Though Eliza had originally named her Dude, Corbin said the animal slowly became responsive to her mother's inadvertent praise during meals.
"Whatever you say when you feed them they consider their name to be," Corbin said. "She likes watermelon, cilantro, squash and red leaf lettuce - but she doesn't like carrots."
Indigenous to tropical rainforests in Central America, Southern America and the Caribbean Islands, Green Iguanas typically grow between 4 and 6 feet in length. The cold-blooded omnivore's sense of smell and vision are highly evolved, according to the Wildlife Trust.
Corbin said it's not uncommon to find Pretty Girl roaming around her house with the family's cat and four puppies. The lizard will scratch at the door of her pen when she wants to be freed, she said.

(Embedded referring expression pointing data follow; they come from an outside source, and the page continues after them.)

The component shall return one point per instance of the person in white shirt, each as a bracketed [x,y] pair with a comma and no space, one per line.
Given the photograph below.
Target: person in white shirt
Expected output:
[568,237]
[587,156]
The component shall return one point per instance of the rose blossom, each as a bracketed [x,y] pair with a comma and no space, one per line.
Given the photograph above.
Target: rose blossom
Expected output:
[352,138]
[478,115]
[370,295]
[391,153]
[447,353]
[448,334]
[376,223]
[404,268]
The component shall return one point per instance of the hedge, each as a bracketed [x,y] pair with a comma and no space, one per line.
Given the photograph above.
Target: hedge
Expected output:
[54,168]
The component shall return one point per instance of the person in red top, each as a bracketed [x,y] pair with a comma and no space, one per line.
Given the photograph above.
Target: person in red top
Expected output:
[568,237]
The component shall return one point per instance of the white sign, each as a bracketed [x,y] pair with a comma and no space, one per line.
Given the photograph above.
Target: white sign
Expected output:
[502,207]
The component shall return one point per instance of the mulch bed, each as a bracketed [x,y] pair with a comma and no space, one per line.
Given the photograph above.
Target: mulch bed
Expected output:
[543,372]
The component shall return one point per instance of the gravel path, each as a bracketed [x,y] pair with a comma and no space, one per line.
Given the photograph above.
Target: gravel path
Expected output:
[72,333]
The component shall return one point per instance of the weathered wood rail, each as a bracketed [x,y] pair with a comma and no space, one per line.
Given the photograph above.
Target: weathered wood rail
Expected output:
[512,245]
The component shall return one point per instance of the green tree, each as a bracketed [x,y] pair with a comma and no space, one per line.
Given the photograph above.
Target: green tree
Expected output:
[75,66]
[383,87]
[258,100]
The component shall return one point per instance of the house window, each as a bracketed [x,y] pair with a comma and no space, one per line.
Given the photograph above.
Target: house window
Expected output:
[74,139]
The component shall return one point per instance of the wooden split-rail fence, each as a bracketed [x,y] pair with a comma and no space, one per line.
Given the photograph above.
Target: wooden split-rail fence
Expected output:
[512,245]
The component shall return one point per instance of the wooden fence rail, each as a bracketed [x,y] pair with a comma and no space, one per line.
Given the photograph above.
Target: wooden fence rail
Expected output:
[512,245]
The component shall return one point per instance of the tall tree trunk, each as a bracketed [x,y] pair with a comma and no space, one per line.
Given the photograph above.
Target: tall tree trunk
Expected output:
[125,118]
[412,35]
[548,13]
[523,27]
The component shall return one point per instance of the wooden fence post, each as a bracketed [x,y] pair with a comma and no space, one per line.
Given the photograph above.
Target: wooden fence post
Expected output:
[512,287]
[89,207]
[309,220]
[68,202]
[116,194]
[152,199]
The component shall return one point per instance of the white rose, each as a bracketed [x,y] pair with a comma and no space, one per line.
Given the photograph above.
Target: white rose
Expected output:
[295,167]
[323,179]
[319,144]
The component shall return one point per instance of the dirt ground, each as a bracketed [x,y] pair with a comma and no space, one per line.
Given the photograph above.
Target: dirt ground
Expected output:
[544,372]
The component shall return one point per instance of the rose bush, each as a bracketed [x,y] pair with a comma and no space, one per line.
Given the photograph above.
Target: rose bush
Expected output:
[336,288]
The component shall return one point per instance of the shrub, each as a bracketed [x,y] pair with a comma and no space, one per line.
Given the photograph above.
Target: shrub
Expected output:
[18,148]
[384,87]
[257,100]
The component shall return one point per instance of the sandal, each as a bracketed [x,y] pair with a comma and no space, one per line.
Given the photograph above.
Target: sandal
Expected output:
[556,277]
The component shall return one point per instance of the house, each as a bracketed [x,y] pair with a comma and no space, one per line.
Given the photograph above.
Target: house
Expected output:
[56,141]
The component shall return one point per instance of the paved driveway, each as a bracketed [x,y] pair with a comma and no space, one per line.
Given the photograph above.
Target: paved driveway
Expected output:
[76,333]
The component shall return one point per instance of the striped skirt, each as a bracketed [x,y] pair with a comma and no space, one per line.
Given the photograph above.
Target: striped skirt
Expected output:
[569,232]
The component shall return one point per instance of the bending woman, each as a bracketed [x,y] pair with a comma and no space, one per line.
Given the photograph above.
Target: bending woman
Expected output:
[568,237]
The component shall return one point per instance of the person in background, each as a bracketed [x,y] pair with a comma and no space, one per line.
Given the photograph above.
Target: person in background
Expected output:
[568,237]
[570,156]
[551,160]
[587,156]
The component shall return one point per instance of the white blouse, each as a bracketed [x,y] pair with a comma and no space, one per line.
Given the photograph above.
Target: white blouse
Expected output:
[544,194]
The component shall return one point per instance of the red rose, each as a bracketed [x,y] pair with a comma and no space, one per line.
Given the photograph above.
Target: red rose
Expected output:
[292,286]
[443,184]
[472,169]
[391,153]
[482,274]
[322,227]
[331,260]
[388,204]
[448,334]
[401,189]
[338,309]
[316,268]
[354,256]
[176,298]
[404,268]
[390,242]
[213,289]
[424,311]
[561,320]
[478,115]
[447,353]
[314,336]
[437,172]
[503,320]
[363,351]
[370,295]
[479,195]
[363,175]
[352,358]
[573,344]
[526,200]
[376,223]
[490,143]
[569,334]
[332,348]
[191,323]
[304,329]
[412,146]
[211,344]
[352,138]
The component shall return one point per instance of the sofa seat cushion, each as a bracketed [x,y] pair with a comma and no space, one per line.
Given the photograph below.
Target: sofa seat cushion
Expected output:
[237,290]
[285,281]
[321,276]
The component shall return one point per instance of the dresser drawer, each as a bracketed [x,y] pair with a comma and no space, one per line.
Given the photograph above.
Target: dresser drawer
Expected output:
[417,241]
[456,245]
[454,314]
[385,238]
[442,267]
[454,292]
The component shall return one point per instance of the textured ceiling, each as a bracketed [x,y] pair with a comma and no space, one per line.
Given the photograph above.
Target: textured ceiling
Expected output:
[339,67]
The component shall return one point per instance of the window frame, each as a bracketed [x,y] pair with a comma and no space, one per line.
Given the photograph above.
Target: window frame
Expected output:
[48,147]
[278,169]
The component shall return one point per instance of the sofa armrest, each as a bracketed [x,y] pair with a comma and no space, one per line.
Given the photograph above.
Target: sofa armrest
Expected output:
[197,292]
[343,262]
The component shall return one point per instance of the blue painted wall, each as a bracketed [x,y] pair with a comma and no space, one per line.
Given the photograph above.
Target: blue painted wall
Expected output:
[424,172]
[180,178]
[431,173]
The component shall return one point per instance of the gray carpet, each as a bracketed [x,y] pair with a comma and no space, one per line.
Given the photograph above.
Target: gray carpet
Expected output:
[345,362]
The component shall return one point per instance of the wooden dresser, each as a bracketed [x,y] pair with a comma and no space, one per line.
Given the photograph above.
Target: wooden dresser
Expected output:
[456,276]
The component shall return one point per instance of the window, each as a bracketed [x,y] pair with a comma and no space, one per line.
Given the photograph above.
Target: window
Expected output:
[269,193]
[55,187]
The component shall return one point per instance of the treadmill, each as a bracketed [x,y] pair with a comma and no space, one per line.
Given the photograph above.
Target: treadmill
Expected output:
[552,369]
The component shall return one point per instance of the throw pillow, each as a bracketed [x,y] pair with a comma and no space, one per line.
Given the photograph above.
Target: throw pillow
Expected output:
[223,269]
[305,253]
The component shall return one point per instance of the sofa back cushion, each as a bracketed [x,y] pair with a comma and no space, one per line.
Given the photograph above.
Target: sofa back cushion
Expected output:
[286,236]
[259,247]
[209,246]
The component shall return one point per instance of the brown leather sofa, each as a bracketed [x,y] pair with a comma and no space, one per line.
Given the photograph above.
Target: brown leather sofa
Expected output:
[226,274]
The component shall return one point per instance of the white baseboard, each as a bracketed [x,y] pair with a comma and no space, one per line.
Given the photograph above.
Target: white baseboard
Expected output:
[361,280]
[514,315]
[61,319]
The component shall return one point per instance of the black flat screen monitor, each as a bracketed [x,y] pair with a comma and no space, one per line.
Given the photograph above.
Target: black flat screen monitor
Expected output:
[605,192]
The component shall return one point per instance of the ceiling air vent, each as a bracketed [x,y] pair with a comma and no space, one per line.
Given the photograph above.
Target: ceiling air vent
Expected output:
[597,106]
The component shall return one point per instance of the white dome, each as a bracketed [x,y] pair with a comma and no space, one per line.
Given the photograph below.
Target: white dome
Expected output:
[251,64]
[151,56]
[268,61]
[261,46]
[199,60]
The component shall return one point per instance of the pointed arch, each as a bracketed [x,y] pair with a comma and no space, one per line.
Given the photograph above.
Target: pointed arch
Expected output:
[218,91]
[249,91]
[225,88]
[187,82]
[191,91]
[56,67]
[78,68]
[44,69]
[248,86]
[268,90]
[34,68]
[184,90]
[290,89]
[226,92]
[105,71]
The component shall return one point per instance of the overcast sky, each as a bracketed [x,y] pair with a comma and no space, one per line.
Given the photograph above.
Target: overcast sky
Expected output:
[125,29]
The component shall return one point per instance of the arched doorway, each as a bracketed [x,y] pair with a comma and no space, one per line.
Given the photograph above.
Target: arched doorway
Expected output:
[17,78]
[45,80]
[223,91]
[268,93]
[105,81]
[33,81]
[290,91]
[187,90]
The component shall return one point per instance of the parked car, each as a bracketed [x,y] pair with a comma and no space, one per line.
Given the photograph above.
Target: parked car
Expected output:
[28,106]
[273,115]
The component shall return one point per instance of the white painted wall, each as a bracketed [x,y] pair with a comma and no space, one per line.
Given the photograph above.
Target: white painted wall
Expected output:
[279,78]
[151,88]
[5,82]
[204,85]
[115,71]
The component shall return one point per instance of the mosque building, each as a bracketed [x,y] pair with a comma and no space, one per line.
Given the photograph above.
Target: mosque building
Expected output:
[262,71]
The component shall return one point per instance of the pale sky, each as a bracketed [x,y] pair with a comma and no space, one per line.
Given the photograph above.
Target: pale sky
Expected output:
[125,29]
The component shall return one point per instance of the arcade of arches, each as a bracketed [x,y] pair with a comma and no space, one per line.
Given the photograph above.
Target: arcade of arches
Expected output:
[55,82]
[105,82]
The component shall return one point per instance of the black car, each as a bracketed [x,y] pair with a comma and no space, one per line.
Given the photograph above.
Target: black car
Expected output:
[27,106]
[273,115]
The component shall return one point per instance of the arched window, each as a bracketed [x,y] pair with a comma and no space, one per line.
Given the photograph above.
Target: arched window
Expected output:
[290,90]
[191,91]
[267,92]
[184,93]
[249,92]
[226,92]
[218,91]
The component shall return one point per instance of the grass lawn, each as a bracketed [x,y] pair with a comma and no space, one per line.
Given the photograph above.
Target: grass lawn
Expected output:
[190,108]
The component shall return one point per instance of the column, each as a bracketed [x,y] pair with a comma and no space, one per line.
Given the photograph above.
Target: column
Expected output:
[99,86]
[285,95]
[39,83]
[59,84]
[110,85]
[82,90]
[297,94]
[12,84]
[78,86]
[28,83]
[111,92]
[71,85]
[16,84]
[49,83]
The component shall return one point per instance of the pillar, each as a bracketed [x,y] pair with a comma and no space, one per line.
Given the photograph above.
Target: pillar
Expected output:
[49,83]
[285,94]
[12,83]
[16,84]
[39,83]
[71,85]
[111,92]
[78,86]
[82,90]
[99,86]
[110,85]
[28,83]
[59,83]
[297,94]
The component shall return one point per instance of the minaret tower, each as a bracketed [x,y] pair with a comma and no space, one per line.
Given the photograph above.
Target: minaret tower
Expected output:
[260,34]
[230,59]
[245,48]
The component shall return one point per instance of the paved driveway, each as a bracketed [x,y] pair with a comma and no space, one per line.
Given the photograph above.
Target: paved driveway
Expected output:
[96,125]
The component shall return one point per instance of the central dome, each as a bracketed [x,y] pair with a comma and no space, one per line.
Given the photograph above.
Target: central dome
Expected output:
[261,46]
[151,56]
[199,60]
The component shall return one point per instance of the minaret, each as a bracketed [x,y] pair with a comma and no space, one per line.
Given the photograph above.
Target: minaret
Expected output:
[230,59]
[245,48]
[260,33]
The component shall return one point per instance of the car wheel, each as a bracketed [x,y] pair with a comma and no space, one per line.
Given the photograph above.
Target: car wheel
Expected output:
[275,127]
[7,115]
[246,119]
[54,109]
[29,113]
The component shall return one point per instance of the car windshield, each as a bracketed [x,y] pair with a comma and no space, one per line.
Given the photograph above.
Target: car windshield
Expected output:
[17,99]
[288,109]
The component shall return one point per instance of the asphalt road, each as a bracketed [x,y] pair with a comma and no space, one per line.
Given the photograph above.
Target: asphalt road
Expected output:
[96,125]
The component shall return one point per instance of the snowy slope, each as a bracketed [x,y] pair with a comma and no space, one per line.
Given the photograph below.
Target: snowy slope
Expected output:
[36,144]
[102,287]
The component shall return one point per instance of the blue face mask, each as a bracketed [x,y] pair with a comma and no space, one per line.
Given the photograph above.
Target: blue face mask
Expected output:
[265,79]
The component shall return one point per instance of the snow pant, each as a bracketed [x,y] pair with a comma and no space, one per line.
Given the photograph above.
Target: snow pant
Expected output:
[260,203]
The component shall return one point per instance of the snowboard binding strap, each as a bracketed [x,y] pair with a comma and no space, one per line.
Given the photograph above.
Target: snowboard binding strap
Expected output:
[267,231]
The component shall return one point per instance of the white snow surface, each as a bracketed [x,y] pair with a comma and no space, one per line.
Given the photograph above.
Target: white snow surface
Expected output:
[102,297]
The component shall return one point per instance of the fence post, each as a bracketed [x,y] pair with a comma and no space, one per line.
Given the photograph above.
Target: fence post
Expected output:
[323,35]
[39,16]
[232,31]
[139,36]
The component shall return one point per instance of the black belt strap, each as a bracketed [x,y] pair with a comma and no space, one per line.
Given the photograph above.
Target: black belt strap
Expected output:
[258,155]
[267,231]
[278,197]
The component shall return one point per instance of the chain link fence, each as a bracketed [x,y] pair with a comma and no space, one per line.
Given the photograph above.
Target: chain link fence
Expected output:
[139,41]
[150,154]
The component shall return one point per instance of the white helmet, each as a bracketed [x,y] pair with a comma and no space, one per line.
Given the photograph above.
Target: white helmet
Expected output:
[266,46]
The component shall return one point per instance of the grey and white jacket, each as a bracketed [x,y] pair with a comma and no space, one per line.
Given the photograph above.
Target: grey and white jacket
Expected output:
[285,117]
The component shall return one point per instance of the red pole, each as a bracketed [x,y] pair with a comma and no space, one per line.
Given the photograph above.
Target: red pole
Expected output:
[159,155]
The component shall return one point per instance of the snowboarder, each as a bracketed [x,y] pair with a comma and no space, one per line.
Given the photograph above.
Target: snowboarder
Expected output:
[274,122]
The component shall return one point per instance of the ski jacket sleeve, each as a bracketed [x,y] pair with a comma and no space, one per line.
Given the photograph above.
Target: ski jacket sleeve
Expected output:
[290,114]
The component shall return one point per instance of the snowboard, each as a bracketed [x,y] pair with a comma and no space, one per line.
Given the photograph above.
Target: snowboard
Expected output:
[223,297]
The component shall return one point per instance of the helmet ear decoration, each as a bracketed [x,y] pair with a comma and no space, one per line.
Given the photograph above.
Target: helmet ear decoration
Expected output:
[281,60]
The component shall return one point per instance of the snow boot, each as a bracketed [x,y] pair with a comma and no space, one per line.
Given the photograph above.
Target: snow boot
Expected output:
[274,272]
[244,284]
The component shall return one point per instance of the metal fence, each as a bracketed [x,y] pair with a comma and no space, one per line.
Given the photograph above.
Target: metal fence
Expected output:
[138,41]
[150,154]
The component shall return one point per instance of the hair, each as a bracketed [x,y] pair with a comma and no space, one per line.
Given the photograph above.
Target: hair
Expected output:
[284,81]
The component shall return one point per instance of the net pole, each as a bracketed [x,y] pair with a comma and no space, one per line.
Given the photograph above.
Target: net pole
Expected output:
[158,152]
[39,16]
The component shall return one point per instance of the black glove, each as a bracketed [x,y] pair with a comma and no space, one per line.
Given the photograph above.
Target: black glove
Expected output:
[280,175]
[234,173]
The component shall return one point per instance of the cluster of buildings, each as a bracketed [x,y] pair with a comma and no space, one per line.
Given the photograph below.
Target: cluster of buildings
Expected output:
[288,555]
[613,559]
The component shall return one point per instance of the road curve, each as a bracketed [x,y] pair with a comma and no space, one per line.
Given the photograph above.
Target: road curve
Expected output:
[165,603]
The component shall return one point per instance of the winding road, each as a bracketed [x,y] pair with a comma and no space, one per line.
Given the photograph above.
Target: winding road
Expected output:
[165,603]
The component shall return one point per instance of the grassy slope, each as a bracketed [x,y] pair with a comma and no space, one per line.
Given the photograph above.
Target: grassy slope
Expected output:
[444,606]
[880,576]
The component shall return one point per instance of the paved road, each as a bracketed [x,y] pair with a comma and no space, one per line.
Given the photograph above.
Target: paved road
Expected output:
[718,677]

"She likes to walk around the house and look out the window," Corbin said. "We've never had problems with the animals."
On Tuesday afternoon, Corbin - who contacted the Sun in an effort to alert neighbors of the loss - said she was standing on her front lawn talking to her mother when she noticed a familiar green tail in a tree near her mailbox.
"I looked up, saw her and ran inside to get my husband," she said. "I was really happy. My little dog that plays with her was very happy too."
Though her scaly skin was unscathed, Corbin said the lizard appeared hesitant to return to her pen after her five-day vacation.
"She wasn't very happy when I put her back in her cage," she said. "From now on when I put her out, the windows will be shut."